We are very embarrassed by the way our employee spoke with Mr. Block and Ms. Belmont and are contacting them to personally apologize.  The way in which our representative communicated with them is unacceptable and not consistent with how we train our customer service representatives. We are investigating this situation and will take quick action.  While the overwhelming majority of our employees work very hard to do the right thing every day, we are using this very unfortunate experience to reinforce how important it is to always treat our customers with the utmost respect.


This was in response to:

http://laughingsquid.com/ryan-block-and-veronica-belmont-get-trapped-in-customer-retention-hell-while-trying-to-cancel-comcast-service/

So I left a comment that Comcast keeps refusing to publish:

“Very embarrassed”? Seriously? Funny but I don’t think you or your ‘superiors’ were even slightly embarrassed when you spent $300K to try and deny the people of Longmont, CO the right to use their own fiber optic network. Luckily you failed. However, I think now you’re desperately trying to make that money back by chiselling on rates and making it hard for people to leave your service. As soon as Greenspeed or any other provider can get me access via fiber, ‘Comcast’ will become persona non grata in my house permanently. This just underlines how right that decision is. If you had one scrap of decency or ethics you’d have started with “this employee has been dismissed” – the fact you DIDN’T tells me this knucklehead was likely the spawn of one of your shiny-suited pinhead bosses. Fire the moron and give this customer ALL of his fees for the last year back, then I’ll start believing you’re ’embarrassed’ – not just chagrined like a streetwalker caught soliciting a teenager.


 

I’ve tried reposting a couple of times and Scumcast keeps sweeping it under the rug.

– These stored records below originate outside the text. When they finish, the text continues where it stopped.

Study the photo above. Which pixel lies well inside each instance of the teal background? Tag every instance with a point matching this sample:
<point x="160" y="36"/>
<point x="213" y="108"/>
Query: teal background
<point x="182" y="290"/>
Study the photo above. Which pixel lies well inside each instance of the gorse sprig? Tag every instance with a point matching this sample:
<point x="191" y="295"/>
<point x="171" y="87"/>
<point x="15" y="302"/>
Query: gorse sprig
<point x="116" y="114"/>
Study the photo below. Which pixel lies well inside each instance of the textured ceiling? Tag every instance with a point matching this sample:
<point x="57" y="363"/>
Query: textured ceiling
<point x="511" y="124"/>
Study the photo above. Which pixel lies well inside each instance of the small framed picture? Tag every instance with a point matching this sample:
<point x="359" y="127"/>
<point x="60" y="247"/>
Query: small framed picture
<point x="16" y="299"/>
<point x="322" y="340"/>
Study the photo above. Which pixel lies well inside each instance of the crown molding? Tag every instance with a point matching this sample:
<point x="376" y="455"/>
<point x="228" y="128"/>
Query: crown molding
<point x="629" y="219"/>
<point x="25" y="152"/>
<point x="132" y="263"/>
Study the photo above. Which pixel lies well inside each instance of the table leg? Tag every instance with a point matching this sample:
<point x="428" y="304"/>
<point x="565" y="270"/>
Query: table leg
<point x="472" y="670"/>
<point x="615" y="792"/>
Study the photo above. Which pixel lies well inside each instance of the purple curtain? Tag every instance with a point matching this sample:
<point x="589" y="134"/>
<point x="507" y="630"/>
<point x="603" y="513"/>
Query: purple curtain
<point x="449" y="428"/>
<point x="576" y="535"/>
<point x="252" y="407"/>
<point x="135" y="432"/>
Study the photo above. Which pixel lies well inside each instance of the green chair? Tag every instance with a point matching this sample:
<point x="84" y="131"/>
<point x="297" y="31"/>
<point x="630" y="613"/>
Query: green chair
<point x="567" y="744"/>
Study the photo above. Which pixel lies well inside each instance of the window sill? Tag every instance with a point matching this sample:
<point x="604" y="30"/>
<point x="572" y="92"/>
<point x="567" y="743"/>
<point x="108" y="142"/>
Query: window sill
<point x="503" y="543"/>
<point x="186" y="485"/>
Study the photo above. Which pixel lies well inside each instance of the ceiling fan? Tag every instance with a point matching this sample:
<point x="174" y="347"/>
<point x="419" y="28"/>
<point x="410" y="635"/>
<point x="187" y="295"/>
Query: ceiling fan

Sorry old boys, you can’t bury things forever. Word’s out, you’re a predator and it’s time you were put down.

2 thoughts on “Comcast Customer Service

  1. And this today: http://tech.slashdot.org/story/14/07/28/2028238/the-misleading-fliers-comcast-used-to-kill-off-a-local-internet-competitor
    Jason Koebler (3528235) writes In the months and weeks leading up to a referendum vote that would have established a locally owned fiber network in three small Illinois cities, Comcast and SBC (now AT&T) bombarded residents and city council members with disinformation, exaggerations, and outright lies to ensure the measure failed. The series of two-sided postcards painted municipal broadband as a foolhardy endeavor unfit for adults, responsible people, and perhaps as not something a smart woman would do. Municipal fiber was a gamble, a high-wire act, a game, something as “SCARY” as a ghost. Why build a municipal fiber network, one asked, when “internet service [is] already offered by two respectable private businesses?” In the corner, in tiny print, each postcard said “paid for by SBC” or “paid for by Comcast.” The postcards are pretty absurd and worth a look.

  2. http://beta.slashdot.org/story/209193 – (from Slashdot) An anonymous reader writes John Oliver calls it “cable company f*ckery” and we’ve all suspected it happens. Now on Steven Levy’s new Backchannel publication on Medium, Susan Crawford delivers decisive proof, expertly dissecting the Comcast-Netflix network congestion controversy. Her source material is a detailed traffic measurement report (.pdf) released this week by Google-backed M-Lab — the first of its kind — showing severe degradation of service at interconnection points between Comcast, Verizon and other monopoly “eyeball networks” and “transit networks” such as Cogent, which was contracted by Netflix to deliver its bits. The report shows that interconnection points give monopoly ISPs all the leverage they need to discriminate against companies like Netflix, which compete with them in video services, simply by refusing to relieve network congestion caused by external traffic requested by their very own ISP customers. And the effects victimize not only companies targeted but ALL incoming traffic from the affected transit network. The report proves the problem is not technical, but rather a result of business decisions. This is not technically a Net neutrality problem, but it creates the very same headaches for consumers, and unfair business advantages for ISPs. In an accompanying article, Crawford makes a compelling case for FCC intervention.